To prepare and oligopeptide with both a terminal azide and terminal alkyne two modifications must be carried out. The first is the amidation of the oligopeptide's C-terminus by propargylamine. This would done with all other reaction groups protected and with the C-terminus activated.

The second modification required is the addition of an azide to the N-terminus. Unlike the addition of the alkyne this can be done on the whole peptide, or solely on the N-terminal residue which is added to the rest of the oligopeptide by solid-phase peptide synthesis. The addition of the azide occurs by Cu(II)-catalyzed diazo transfer.

Degradation

The molecules linked to one another by the azide-alkyne Huisgen cycloaddition are connected by an aromatic triazole which is extremely stable, and can withstand high temperatures and extremes of pH. The oligopeptide units of a clicked peptide polymer are a different story. The triazole bridges do not confer any stability to oligopeptide. Degradation of the polymer occurs at the peptide bonds linking individual amino acids. The amide bonds can be attacked non-specifically by acid or base catalyzed hydrolysis.

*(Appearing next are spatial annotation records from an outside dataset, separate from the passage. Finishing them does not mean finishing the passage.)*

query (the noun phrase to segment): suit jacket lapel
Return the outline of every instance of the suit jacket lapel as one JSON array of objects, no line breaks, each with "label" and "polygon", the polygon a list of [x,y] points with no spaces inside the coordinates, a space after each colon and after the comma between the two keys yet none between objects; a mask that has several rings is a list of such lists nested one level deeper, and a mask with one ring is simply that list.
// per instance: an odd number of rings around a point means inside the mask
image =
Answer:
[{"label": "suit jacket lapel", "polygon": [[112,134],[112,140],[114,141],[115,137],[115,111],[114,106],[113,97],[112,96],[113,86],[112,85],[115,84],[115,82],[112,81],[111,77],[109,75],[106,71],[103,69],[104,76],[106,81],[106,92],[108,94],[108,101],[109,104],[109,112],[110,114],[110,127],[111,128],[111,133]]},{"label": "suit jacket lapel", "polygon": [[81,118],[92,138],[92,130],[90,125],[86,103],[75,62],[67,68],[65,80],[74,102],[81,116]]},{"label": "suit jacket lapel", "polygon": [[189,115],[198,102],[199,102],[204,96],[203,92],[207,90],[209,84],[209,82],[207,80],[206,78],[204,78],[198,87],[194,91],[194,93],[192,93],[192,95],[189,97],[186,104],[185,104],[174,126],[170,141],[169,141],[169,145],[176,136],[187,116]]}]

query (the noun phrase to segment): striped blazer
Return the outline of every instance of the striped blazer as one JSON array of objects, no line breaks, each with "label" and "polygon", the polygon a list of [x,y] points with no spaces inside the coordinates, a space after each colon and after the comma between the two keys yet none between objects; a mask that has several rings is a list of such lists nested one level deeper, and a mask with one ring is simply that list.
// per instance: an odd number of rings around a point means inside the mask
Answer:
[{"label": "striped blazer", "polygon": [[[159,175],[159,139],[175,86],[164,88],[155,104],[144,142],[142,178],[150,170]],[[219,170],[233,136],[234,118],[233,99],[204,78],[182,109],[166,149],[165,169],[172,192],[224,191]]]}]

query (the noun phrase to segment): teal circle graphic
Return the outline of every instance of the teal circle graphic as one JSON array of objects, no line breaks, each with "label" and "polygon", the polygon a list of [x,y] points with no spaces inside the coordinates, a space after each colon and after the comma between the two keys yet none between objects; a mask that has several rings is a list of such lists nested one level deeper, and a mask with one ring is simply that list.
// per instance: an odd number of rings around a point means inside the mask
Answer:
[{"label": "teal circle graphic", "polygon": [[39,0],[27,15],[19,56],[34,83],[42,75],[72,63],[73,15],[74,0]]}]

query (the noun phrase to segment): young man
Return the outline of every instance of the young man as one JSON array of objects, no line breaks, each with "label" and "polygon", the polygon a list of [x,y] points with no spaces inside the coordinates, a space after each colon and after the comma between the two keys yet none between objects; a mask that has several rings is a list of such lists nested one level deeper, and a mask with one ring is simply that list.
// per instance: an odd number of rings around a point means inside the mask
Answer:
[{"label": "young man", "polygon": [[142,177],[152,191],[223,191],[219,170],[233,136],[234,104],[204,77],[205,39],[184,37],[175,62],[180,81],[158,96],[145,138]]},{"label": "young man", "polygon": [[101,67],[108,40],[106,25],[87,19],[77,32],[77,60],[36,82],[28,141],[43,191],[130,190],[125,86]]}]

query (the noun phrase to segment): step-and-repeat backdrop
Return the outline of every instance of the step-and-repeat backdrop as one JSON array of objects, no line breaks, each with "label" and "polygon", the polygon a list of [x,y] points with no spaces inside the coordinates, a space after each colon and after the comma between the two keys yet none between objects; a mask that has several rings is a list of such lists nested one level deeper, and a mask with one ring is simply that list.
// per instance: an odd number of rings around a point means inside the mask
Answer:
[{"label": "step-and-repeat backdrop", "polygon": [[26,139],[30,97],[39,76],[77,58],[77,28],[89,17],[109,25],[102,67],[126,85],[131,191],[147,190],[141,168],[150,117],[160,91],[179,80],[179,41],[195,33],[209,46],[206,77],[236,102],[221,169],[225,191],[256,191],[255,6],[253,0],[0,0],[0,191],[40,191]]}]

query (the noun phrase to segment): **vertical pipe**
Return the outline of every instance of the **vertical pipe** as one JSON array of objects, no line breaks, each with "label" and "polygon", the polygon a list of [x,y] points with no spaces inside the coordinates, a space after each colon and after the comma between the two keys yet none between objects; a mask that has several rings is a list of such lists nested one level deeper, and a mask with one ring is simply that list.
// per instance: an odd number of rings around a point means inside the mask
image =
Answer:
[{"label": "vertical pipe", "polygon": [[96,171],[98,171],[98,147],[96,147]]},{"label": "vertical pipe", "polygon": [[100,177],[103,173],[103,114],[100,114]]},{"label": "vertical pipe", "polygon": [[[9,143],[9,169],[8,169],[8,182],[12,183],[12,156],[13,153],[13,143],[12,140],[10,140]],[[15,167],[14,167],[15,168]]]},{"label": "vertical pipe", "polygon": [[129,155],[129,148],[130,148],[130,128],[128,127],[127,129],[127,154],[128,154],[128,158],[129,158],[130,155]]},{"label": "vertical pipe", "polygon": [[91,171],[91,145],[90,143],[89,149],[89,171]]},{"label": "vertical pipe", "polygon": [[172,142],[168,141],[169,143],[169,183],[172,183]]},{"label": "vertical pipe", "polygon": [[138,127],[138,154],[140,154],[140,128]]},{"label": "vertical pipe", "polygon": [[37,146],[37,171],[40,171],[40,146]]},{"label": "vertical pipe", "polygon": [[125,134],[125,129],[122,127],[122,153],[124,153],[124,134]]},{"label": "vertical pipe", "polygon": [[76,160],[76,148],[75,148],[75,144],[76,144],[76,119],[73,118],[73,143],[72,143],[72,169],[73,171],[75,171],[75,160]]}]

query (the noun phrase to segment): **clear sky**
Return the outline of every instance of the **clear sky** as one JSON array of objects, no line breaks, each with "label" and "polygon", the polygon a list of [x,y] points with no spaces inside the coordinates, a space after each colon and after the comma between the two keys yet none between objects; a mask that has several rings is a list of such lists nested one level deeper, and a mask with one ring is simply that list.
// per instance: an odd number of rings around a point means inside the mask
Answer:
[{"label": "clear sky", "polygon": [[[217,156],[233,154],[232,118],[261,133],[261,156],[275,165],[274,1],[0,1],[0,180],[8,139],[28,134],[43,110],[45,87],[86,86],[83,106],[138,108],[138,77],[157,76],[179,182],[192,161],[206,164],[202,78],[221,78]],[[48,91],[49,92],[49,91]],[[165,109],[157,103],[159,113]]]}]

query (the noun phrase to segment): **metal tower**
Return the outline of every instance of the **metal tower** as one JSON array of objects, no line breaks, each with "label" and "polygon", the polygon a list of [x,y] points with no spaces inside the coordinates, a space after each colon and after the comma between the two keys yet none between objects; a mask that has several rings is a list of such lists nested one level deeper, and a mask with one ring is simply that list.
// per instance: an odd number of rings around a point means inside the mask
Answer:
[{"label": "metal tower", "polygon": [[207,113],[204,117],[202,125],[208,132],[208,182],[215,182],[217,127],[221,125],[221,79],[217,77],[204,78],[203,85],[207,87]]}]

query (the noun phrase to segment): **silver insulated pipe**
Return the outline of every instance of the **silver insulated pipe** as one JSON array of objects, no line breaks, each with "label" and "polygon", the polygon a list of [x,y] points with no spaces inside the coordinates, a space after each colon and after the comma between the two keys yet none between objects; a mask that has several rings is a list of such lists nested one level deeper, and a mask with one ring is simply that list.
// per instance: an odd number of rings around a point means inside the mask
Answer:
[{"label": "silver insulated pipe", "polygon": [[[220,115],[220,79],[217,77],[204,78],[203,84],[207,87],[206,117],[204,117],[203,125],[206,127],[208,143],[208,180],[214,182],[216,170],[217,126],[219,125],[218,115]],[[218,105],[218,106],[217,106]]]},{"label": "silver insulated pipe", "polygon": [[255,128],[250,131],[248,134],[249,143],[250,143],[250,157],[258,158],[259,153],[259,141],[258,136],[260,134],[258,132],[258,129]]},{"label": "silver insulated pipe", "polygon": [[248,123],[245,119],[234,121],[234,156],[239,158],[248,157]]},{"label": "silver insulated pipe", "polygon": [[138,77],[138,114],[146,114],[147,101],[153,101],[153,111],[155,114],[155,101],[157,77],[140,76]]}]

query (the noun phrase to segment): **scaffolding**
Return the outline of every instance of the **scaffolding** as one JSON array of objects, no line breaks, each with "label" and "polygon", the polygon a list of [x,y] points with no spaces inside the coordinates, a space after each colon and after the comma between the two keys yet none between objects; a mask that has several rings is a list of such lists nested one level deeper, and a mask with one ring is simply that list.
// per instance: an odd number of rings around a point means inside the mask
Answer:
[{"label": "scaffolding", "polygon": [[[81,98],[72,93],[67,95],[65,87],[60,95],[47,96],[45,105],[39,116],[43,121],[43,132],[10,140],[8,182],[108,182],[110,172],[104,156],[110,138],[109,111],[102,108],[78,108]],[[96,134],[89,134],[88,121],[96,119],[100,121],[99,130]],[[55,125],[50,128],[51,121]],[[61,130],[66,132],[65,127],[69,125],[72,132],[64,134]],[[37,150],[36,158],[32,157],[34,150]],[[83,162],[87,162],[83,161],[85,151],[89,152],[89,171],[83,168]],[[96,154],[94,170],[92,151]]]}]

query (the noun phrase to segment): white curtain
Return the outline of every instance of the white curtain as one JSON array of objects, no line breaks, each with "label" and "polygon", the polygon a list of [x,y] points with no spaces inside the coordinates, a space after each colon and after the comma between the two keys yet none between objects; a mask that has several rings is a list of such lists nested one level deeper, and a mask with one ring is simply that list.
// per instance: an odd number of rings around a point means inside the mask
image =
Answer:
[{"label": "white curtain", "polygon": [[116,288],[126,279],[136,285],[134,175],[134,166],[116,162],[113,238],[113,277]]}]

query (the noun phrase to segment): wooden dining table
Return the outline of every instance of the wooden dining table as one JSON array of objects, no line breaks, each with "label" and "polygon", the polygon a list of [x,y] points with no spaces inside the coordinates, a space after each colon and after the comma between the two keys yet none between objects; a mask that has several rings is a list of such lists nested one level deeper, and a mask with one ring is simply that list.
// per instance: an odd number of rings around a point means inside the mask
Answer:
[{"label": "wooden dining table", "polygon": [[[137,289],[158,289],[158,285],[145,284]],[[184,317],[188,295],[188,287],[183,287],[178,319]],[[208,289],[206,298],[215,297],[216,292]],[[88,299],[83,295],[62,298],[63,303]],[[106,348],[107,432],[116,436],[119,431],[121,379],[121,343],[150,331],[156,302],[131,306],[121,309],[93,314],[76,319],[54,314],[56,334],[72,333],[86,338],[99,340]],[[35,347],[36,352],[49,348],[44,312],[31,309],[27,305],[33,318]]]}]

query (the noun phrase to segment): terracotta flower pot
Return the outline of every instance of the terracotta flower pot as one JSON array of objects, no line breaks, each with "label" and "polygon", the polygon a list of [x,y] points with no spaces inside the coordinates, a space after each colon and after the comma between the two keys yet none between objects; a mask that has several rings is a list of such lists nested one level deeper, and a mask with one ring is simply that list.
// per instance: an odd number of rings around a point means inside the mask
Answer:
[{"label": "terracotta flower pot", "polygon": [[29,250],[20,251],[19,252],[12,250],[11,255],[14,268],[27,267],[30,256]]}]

The polymer's peptide bonds can also be attacked by endopeptidases which will cleave at a specific side of a specific peptide bond based upon the residues which make up that bond.

For example, if the first residue is a phenylalanine then the enzyme chymotrypsin will cleave at site 1, and if the third residue of the tripeptide is a lysine then trypsin would cleave at the third cleavage site.